From this week's Galway City Tribune

Historians back campaign to name new bridge in Galway Historians back campaign to name new bridge in Galway

A number of well-known historians and authors have come together to voice their support to name Galway City’s new bridge after 1916 Cumann na mBan commander Julia Morrissey.

The campaign is calling for the new pedestrian and cycle bridge – adjacent to the existing Salmon Weir Bridge – to be named in honour of the Galway woman, and those involved have signed an open letter to the City Council.

The list of signatories includes several university professors, and authors with an expertise in the Revolutionary Period of 1913-1923.

The campaign has also gained the support of Fórsa, Mandate and Unite trade unions, as well as the support of the Galway Council of Trade Unions.

An online petition on change.org in favour of the proposal has already gathered almost 1,300 signatures.

Julia Morrissey

A native of Athenry, Julia Morrissey helped found Cumann na mBan in 1914. In the two years that followed, she worked tirelessly to build that organisation in Galway and beyond.

This work culminated with the 1916 Rising, when she took command of 50 Cumann na mBan volunteers in Galway, under the overall leadership of her close friend and comrade, Liam Mellows.

She remained active in the revolutionary struggle until Mellows’ execution by Free State forces in December 1922 – a death which had a profound impact on her mental health. By the early 1930s, she had been committed to the “mental asylum” in Ballinasloe.

While there, she received neither the military service pension nor the 1916 medal to which she was entitled.

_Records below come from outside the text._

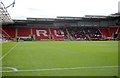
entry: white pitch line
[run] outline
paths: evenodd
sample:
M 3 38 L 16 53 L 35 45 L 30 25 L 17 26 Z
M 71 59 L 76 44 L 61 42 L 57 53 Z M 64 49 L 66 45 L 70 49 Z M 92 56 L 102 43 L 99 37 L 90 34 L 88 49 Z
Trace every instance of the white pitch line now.
M 31 70 L 18 70 L 17 68 L 12 68 L 12 70 L 8 71 L 0 71 L 0 72 L 39 72 L 39 71 L 54 71 L 54 70 L 79 70 L 79 69 L 101 69 L 101 68 L 118 68 L 120 66 L 91 66 L 91 67 L 73 67 L 73 68 L 48 68 L 48 69 L 31 69 Z
M 2 61 L 2 59 L 3 59 L 6 55 L 8 55 L 17 45 L 18 45 L 18 43 L 17 43 L 15 46 L 13 46 L 10 50 L 8 50 L 8 51 L 0 58 L 0 61 Z

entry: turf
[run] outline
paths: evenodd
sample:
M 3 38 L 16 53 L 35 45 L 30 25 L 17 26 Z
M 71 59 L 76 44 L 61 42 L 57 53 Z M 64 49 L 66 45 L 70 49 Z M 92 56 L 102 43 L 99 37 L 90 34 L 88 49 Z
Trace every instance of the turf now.
M 3 44 L 3 67 L 18 70 L 118 66 L 117 41 L 34 41 Z M 6 69 L 12 70 L 13 69 Z M 117 76 L 118 68 L 4 72 L 3 76 Z

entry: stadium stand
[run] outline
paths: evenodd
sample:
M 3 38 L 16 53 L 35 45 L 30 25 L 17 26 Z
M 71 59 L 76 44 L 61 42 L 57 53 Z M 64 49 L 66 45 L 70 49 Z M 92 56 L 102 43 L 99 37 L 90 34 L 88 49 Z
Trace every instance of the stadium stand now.
M 0 0 L 0 42 L 9 41 L 12 38 L 12 36 L 9 35 L 11 31 L 4 31 L 2 29 L 2 25 L 7 25 L 7 24 L 13 24 L 13 20 L 11 19 L 8 11 L 6 10 L 5 5 Z M 13 33 L 11 33 L 11 35 L 12 34 Z

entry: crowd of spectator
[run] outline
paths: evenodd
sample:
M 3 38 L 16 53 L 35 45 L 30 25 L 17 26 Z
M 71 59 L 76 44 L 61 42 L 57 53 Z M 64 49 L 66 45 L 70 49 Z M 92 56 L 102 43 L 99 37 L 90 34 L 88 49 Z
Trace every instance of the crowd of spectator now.
M 102 35 L 97 28 L 91 27 L 68 27 L 63 29 L 65 39 L 70 40 L 101 40 Z

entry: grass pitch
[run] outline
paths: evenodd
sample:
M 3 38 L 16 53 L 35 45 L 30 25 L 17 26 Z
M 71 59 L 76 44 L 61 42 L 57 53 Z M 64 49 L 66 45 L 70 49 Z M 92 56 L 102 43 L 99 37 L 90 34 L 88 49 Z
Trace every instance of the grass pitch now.
M 0 58 L 3 76 L 118 75 L 117 41 L 9 42 Z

“Julia Morrissey spent four decades in Ballinasloe until her lonely death in 1974 – forgotten by the Nation that she had dedicated her life to freeing. She was buried with her parents in Athenry’s Dominican Abbey in 1974,” the open letter to the Council reads.

It continues: “Without relatives or friends to pay for the inscription, Julia’s name was not added to the existing headstone. It took 43 years for a headstone bearing Julia Morrisey’s name to be placed on her grave by the Relatives and Friends of Galway 1916.

“Julia Morrisey will be fifty years dead in March of next year. This important anniversary provides an ideal opportunity to correct an historic wrong against one of Galway’s bravest daughters.

“We therefore call on the councillors of Galway City Council to restore the name of Julia Morrisey to its rightful place in the collective public space by naming the new Corrib bridge in her honour,” the letter reads.

The signatories include Dr Mary McAuliffe (co-author of We were There; 77 Women of the Easter Rising, and Director of Gender Studies at University College Dublin); Dr Ruan O’Donnell (author of several books on the revolutionary period, and head of the History Department at the University of Limerick); Dr Laura McAtackney (creator of the Kilmainham Gaol Graffiti project which explores female experiences of imprisonment during the Irish Civil War, and Associate Professor of Archaeology and Heritage at Aarhus University, Denmark) and Dr Kerron Ó Lúain (author of Rathcoole and the United Irish Rebellions, 1798-1803, and an Irish Research Council Fellow at Irish Research Council Fellow at Dublin City University).

Other signatories include Liz Gillis (author of Women of the Irish Revolution, and a researcher for The History Show on RTÉ Radio); Lorcan Collins (author of several books on the revolutionary period, and founder of the 1916 Rebellion Walking Tour) and Kevin Jordan (author of Rebellion in Galway – Easter Rising 1916 and former History teacher at Banagher College, now retired).